If you've ever dreamed of owning a sailboat — or had nightmares about selling the one you already own — chances are good you've ended up talking to Bill Hooper, the face behind Hooper's Yachts in Afton.

After 37 years of running a new and used boat dealership, Hooper plans to sell his Manning Avenue boatyard just off Interstate 94 in a deal expected to happen in the next few weeks. He'll keep his website of the same name, selling sailboats and power boats from a small office perhaps at his Hudson home, but no longer storing or repairing them. He expects the new owner of his property to operate a boat-related business, but those details are still being worked out.

It's been a long run, he said from his Afton office recently. "I've been doing this since the Earth cooled."

A St. Paul native, Hooper discovered boats while working as a bartender and night manager of the Fort Snelling Employees' Club. A customer there took him sailing in a Flying Scot, a 19-foot boat popular for racing. Hooper, a former Army medic who had worked at the VA Hospital, fell in love with the sport.

"I jumped in with both feet and started learning everything I could about sailing and racing," he said. Soon he was selling and repairing boats by day and bartending at night. He eventually bought a floundering sailboat business on Manning Avenue and put his name on it.

He's raced sailboats across Minnesota, from the St. Croix River, to Lake of the Woods to Lake Superior, and cruised everywhere from Baltimore to Key West, Hawaii and the Caribbean.

Hooper said he's learned that there's no such thing as the "best boat" — the destination, the crew, the owner's budget and other variables come into play. His boatyard reflects that idea, with the collection of available boats for sale including everything from a daysailer with room for two or three people to a stout cruiser with sleeping quarters for six.

"I think there's a buyer for every boat, and I do my best to put those two together," said Hooper.

Some of his customers store their project boats in the Afton yard and work on them through the summer. Hooper's business includes a workshop, indoor working area and a small store full of sailboat equipment, from shackles, ropes, anchors, and fittings to a swaging machine that makes sailboat rigging and lifelines.

It can mean years of work for owners to restore a boat, but "people want to follow their bliss," said Hooper.

One couple he knew fixed up a sailboat for 15 years in a Hugo barn before they launched it in Lake Superior, he said. The boat was sailed out to the East Coast and down to the Carolinas. Two years ago, he saw it in a boatyard in Annapolis, Md., with its new owner.

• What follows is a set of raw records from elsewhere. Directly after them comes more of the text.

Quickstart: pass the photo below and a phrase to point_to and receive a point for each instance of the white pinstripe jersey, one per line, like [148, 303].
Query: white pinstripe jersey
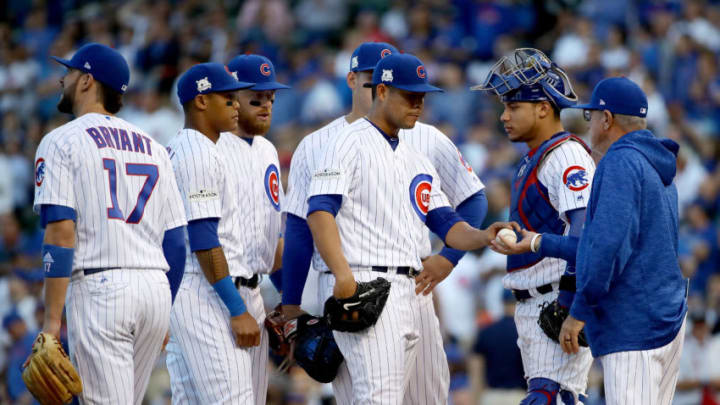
[564, 196]
[386, 195]
[119, 182]
[257, 172]
[457, 179]
[208, 190]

Hooper's boatyard includes a shop, a blue metal pole barn that was originally built as a farmers market, with large garage doors at each end to allow trucks to easily enter, unload fresh produce, and exit. Hooper used the doors to slip sailboats in and out of his workshop. A pair of iron lifts inside allowed him to work underneath boats weighing thousands of pounds.

It's an all-consuming life.

"All my vacation time and everything I did always circled around sailing," he said.

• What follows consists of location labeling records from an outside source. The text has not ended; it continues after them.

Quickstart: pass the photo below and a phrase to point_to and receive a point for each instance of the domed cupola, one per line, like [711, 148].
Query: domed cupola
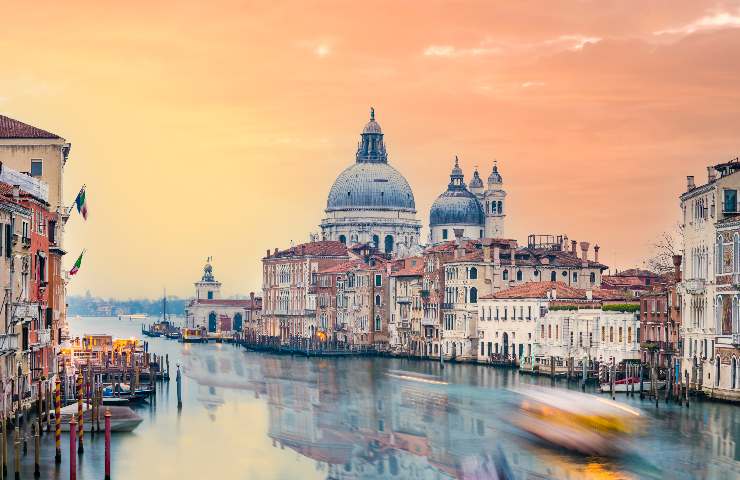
[456, 206]
[495, 177]
[370, 201]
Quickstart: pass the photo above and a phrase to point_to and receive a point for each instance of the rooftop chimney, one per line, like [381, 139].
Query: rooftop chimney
[460, 249]
[584, 253]
[677, 267]
[711, 174]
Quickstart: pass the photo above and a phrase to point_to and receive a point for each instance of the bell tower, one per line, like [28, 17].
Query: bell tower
[494, 204]
[208, 288]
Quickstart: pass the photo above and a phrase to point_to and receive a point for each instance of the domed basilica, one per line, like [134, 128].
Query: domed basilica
[371, 201]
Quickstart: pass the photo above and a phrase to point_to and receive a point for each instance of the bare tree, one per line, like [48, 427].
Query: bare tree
[668, 244]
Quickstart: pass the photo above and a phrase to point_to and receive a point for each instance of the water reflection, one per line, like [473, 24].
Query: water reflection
[380, 418]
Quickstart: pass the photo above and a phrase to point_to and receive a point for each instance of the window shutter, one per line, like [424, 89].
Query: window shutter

After years spent in and around boats, Hooper has plenty of stories about past ocean passages, including the first time he crossed the Gulf Stream off the east coast of Florida.

In a sailboat that had no sophisticated electronics, and sailing through stormy weather at night, Hooper said he remembers how the bow of the boat plowed through the rising waves, churning up bioluminescence that illuminated the water from within.

When he and his crew arrived in the Bahamas at 2:30 a.m., his face was covered with crusty salt. The next morning, they saw what they had gone to the islands for.

"It was the most beautiful water I've ever seen," said Hooper. "You could just see so far."

These days he spends some of his summer in Bayfield, Wis., where he keeps a power boat named the Sea Lion. Some of the boats listed for sale on the Hooper's Yachts website are stored in the Lake Superior marinas nearby. His Lake Superior listings have included everything from more common sloop-rigged sailboats to "Zeeto," a massive, 65-foot, one-of-a-kind, three-masted schooner built in 1957. The Zeeto was purchased by Lake Superior Tall Ships, a youth sail training program out of Bayfield.

His plans for now include selling the used boats that remain in the boatyard, along with his Lake Superior listings, and he'll still be a dealer for J Boats, a manufacturer out of Newport, R.I.

Even after four decades of work, Hooper said it's a life he enjoys.

"The cool thing about sailing is that you never learn it all," said Hooper. "You don't have to be a rocket scientist and still have a good time."